The Denton Humanitarian Assistance Program is a U.S. Agency for International Development program that offers free transportation of humanitarian goods. The Department of Defense will approve a Denton shipment, issue the cargo a tracking number, package it to U.S. military procedures and deliver to a nearby base to await flight on a space-available basis.
The donated equipment will be utilized to increase the amount of heart surgeries conducted at the cardiac center.

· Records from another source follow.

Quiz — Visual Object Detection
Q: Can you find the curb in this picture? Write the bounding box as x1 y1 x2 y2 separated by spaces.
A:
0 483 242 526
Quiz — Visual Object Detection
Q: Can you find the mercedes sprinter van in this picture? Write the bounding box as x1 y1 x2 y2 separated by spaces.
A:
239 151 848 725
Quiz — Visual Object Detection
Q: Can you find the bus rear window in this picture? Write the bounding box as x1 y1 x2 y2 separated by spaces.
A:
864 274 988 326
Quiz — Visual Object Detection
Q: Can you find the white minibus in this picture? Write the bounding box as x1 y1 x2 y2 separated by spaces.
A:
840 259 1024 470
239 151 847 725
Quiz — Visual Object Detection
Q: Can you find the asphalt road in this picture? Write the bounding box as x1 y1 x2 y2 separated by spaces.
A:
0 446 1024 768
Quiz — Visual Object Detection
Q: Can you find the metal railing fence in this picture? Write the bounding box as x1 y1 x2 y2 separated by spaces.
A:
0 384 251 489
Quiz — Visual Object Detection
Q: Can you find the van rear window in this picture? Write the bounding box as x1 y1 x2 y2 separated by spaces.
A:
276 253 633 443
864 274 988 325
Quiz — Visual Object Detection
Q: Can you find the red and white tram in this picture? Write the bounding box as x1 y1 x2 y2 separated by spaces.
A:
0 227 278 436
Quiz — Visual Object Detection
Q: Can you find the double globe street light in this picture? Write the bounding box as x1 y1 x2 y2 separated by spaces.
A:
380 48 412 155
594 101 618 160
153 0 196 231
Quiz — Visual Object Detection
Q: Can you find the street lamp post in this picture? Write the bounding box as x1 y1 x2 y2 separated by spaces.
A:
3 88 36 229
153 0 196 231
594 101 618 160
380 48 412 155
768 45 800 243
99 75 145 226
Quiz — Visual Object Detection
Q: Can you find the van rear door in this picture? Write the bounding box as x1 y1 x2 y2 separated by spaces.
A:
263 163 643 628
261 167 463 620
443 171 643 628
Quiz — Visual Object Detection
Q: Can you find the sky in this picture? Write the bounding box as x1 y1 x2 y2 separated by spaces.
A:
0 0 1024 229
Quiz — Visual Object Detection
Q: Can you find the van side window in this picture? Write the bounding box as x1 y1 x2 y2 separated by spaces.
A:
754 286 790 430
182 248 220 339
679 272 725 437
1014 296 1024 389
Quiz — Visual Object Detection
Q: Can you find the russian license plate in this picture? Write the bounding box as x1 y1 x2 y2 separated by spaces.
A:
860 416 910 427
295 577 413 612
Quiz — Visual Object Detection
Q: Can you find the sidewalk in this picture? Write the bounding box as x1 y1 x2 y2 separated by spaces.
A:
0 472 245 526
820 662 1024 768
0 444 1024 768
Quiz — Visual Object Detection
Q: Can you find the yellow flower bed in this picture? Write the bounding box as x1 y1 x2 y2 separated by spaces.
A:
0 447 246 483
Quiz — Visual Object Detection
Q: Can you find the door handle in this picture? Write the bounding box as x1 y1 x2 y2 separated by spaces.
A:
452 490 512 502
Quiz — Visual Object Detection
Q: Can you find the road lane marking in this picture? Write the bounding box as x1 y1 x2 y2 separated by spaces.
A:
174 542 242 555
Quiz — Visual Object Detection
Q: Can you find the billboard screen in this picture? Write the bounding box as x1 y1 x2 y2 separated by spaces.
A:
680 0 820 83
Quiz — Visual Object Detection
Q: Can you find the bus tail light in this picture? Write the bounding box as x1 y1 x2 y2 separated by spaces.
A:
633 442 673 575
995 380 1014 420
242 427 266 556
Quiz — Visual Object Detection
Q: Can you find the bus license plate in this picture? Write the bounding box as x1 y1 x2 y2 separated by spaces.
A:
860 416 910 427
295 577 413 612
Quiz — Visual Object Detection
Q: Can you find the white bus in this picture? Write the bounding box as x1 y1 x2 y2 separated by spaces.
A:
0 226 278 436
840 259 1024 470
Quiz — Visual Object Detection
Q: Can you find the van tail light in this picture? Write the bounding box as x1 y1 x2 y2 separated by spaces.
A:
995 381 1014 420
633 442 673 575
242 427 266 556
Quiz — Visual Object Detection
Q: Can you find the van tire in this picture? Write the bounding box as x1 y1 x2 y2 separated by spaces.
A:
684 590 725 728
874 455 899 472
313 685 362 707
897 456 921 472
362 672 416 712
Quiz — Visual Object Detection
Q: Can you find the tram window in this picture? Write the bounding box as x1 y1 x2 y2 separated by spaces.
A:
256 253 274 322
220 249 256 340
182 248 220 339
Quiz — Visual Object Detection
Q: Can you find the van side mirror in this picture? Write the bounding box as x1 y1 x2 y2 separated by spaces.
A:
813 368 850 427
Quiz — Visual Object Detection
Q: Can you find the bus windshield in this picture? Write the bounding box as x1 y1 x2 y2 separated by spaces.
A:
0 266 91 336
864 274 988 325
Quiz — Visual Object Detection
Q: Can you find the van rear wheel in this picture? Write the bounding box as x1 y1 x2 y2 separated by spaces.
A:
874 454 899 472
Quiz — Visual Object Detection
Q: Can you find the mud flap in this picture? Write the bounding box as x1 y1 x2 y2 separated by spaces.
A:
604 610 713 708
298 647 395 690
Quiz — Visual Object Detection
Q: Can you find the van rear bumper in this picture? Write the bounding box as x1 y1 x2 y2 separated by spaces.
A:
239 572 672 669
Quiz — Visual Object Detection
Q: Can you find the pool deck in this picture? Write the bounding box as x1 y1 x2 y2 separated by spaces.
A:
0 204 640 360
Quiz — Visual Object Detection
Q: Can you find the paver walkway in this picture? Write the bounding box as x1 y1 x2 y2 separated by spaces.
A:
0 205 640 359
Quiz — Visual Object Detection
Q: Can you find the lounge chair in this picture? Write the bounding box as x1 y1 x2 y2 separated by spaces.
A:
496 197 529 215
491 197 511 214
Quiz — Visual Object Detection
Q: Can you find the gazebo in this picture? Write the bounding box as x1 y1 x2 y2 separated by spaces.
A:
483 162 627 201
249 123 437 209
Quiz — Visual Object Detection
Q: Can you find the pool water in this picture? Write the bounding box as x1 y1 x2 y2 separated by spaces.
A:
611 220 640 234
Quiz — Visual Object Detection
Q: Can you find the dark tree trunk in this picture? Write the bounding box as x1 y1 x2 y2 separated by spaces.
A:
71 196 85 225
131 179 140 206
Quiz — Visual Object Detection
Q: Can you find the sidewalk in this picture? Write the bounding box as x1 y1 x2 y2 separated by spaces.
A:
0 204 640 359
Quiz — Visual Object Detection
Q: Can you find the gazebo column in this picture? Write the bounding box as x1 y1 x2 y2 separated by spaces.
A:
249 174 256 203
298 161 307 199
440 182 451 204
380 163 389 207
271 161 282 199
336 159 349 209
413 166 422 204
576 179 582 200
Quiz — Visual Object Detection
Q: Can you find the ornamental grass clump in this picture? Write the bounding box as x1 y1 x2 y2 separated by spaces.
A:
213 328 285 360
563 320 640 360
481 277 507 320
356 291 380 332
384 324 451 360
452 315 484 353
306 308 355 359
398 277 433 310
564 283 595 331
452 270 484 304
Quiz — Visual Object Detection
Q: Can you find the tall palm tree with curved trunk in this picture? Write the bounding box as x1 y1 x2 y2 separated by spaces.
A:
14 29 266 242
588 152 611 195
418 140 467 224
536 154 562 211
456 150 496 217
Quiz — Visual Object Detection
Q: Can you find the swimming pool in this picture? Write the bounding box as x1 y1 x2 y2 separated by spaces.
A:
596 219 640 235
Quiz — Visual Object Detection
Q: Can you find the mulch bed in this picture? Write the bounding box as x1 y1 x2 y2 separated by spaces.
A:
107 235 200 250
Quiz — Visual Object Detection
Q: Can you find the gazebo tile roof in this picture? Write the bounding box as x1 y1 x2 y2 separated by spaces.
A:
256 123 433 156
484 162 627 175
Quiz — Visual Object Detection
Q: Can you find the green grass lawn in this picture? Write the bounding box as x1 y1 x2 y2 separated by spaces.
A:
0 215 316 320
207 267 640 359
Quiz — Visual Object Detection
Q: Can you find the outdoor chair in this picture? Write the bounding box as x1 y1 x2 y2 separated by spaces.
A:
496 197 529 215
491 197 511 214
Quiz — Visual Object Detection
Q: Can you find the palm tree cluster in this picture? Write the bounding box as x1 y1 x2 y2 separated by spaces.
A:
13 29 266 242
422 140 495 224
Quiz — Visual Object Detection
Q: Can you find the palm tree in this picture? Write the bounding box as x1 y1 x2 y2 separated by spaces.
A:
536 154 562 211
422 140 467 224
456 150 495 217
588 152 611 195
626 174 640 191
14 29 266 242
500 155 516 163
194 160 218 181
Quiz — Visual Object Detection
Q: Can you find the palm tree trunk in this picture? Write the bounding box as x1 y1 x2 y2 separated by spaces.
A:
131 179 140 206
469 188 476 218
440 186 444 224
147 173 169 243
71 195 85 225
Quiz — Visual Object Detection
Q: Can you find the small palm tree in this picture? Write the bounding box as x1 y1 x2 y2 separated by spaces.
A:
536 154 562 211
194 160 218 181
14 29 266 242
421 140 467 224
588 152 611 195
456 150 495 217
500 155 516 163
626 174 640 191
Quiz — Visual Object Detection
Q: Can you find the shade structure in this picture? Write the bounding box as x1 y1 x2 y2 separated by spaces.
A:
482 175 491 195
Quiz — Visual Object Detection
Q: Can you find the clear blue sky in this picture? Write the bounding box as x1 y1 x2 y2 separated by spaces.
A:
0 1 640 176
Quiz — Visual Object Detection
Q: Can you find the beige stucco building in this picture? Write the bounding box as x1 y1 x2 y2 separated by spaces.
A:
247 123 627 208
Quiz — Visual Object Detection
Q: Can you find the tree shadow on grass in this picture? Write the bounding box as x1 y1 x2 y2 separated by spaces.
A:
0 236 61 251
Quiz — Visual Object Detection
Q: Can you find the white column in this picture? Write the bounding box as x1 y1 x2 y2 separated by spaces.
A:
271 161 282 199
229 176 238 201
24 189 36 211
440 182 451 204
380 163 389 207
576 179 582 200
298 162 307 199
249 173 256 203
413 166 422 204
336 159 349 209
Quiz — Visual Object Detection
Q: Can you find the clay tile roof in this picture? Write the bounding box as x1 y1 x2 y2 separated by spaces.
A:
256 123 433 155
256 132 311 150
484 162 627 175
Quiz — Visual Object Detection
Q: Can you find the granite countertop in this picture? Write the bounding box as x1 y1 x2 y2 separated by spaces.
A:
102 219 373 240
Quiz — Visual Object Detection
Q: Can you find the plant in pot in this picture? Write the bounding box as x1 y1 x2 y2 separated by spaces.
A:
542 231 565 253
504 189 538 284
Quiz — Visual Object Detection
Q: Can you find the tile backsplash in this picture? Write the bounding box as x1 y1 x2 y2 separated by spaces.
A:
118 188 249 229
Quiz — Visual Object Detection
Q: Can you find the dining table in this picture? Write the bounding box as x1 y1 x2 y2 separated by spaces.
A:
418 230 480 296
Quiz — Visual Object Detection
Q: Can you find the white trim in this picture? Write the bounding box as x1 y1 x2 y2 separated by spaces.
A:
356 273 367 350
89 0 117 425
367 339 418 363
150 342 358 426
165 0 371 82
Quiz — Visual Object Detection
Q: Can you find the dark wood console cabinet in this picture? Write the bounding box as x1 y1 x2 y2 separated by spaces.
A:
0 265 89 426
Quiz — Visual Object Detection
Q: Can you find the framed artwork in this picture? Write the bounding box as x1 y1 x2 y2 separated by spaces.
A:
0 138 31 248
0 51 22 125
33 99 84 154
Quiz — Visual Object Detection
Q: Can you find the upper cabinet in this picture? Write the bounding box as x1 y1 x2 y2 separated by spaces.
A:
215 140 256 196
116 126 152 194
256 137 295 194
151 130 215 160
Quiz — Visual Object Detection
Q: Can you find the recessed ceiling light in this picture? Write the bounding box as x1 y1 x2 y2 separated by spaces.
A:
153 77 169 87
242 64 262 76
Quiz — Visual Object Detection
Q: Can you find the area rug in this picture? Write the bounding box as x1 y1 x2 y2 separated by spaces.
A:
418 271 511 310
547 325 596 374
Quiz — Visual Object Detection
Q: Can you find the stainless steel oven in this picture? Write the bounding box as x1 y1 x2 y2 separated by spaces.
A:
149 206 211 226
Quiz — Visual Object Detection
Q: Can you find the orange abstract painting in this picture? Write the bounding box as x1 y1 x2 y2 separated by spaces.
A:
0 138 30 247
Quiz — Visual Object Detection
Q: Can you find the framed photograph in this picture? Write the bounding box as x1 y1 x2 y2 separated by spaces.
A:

“They have one perfusion machine in the entire country that works; it was built in 1980’s and its worn out. We just replaced it with two,” said Jim Carney, a retired U.S. Army National Guard master sergeant and active humanitarian in Kyrgyzstan. “They really needed this equipment, it’s much newer and it will definitely help them get the job done.”
Carney returned to Kyrgyzstan after spending numerous deployments here prior to retiring. He said he wanted to come back and continue to aid the citizens of the Kyrgyz Republic.
Carney added that the cardiac center was able to perform only two heart surgeries a day but with the new equipment donated, they now have the capability to perform up to eight heart surgeries a day.
Humanitarian assistance and community partnership is one of the four mission sets of the Transit Center at Manas. Airmen actively contribute to a variety of projects and organizations in an effort to continue to build and strengthen the U.S. and Kyrgyz Republic partnership.